Can I quitclaim deed the land my deceased parents left me?

Avoiding Probate with a Quitclaim Deed

When a person dies and does not have a surviving spouse, the passing of that decedent's property to surviving children or other individuals occurs through a process known as probate. Given the cost of probate, it is common for individuals to seek methods to avoid probate. This leads to one of the most common questions about avoiding probate: can someone use a quitclaim deed to avoid probate?

The following article provides an overview of probate and whether or not a quitclaim deed can be used to avoid the costs associated with probate.

What is probate and why is it so expensive?

Probate is a legal process where a court, known as a probate court, reviews applicable legal documents and the governing laws of the state where the decedent lived to determine who should receive the decedent's property. Probate takes place whether the decedent had a will or not.

In probate cases where the decedent had a properly executed will, known as testate, the will governs the distribution of the decedent's property. Where the decedent did not have a will, which is known as intestate, state laws determine how the property is distributed.

Because the distribution of property can be complicated, the probate court typically appoints an executor to carry out the distribution according to the will or applicable state laws. The executor is empowered to take the necessary steps, including selling certain property such as real estate to convert it into a liquid asset, to complete the distribution.

Even in cases where the decedent has a will, the complicated nature of probate can make it an expensive process. Probate requires involvement of attorneys, an executor, accountants, and other individuals, as well as the payment of various filing fees. Generally, the more property a decedent has, the more expensive the probate will cost. Even the simplest probate can typically cost over $1,000.

Can someone use a quitclaim deed to avoid probate?

Whether a quitclaim deed can be used to avoid probate depends on when the quitclaim deed was created, when it was filed, and the governing laws of the decedent's state.
A quitclaim deed is a legal method of transferring ownership of real property from one person to another. The quitclaim deed simply states that the individual is giving up their rights to the property and is transferring those rights to another individual.

For a quitclaim deed to be executed fully, it typically must be documented in writing, describe the concerned property fully, and be filed with the appropriate recording office. Creating and filing a quitclaim deed is relatively inexpensive, costing only the amount of a small recording fee.

If a quitclaim deed was created before the death of a decedent but was not filed until after the death of the decedent, some states will still consider it a validly executed transfer. However, other states require that a quitclaim deed be filed before they consider it valid. Therefore, a quitclaim deed filed after someone's death may not be considered a valid transfer of real property.

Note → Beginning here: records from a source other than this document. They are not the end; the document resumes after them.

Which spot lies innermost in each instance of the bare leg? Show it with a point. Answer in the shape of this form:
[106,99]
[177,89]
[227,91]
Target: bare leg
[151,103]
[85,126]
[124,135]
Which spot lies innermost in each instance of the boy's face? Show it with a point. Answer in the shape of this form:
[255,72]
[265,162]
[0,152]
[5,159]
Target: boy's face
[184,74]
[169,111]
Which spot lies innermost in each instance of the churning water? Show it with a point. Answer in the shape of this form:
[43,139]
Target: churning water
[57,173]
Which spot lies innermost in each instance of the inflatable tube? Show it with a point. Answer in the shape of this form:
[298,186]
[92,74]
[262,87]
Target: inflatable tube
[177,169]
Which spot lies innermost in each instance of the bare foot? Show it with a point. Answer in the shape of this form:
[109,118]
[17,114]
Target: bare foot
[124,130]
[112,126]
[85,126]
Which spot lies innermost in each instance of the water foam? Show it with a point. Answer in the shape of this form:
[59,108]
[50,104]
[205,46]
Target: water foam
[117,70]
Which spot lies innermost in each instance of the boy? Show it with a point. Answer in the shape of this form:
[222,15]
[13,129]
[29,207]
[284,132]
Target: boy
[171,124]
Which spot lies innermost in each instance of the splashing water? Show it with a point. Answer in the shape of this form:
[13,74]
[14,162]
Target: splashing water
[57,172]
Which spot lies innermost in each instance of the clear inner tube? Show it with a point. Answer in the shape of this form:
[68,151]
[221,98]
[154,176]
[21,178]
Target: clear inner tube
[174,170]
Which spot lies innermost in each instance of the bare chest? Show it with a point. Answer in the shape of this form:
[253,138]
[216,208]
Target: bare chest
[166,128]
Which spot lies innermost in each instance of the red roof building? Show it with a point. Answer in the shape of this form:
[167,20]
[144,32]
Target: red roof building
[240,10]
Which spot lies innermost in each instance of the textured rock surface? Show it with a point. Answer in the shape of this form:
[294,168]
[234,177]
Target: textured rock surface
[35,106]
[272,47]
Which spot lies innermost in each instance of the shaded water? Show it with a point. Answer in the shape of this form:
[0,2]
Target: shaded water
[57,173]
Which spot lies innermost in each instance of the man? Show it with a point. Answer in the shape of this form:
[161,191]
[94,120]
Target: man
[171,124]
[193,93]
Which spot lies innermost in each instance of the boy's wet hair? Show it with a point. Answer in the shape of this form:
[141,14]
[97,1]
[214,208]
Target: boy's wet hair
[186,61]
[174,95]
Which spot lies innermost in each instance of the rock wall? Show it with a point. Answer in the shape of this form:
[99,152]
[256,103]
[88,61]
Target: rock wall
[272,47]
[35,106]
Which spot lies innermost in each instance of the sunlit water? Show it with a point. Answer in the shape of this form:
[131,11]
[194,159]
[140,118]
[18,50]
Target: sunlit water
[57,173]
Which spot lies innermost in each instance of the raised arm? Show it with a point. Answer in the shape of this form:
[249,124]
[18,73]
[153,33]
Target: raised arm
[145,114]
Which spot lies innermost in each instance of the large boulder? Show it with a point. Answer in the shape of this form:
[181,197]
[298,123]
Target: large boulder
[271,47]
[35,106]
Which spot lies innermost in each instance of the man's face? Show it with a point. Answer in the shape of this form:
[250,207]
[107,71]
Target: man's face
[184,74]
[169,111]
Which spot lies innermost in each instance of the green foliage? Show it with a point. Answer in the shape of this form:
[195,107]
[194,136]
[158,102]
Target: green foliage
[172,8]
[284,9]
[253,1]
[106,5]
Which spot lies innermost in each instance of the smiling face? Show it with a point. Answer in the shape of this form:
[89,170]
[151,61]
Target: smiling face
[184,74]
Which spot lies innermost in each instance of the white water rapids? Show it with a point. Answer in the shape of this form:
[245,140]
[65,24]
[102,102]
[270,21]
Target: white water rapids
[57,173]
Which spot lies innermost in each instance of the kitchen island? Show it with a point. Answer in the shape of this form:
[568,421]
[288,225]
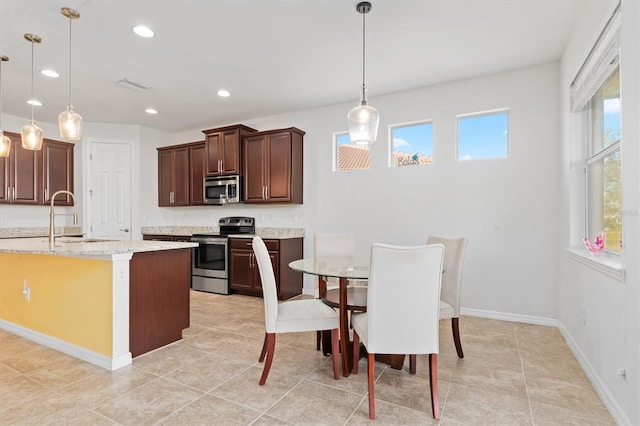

In addition, while a quitclaim deed indicates the owner of property is giving up their rights to the property, it does not guarantee that another individual does not have a right to the property. If the owner of a property created more than one quitclaim deed transferring the rights to a property to different individuals, the holder of the deed that is filed first becomes the owner of the property, regardless of the order in which the quitclaim deeds were actually created.

Given that a quitclaim deed does not warranty that no one else holds a right to a property, especially in cases where the deed is not filed until after the decedent's death, real property transferred through a quitclaim deed may still have to go through probate to confirm the validity of ownership.

While a probate court and executor can ultimately choose to use a quitclaim deed to transfer property according to a will or the applicable state laws, the property must still go through probate to determine the correct recipient of the property first.

Tax Implications of Using a Quitclaim Deed

Even if someone can execute and file a quitclaim deed to transfer property, they may not want to do so because of the tax implications.

When someone sells real property, that person pays capital gains tax on the amount of the sale above what they paid for the property, or their basis in the property.

When real property is inherited through probate, the value of the property is stepped up from whatever the decedent paid for the property to whatever the property is worth at the time of the transfer. The new owner of the property can now use this stepped up value of the property as their basis in the property when they sell it, thereby avoiding a potentially significant amount of capital gains tax.

However, if a person transfers property using a quitclaim deed, the new owner in the property maintains the basis of the original owner. The new owner will now pay capital gains tax on the difference in the original basis and the sales price.

For example, assume someone purchases real property for $30,000 and it is now worth $330,000. If a new owner inherits the property through a will or based on state laws and sells the property for $350,000, the new owner pays capital gains tax on only $20,000, the difference between the sales price and the value when the new owner received the property.

However, if a new owner receives property through a quitclaim deed and sells the property for $350,000, the new owner pays capital gains tax on $320,000, the difference between the sales price and the amount the previous owner paid for the property.

Given the significant amount of capital gains tax involved for real property that has increased significantly in value, paying the costs associated with probate may be cheaper in the end than using a quitclaim deed in an attempt to avoid probate costs.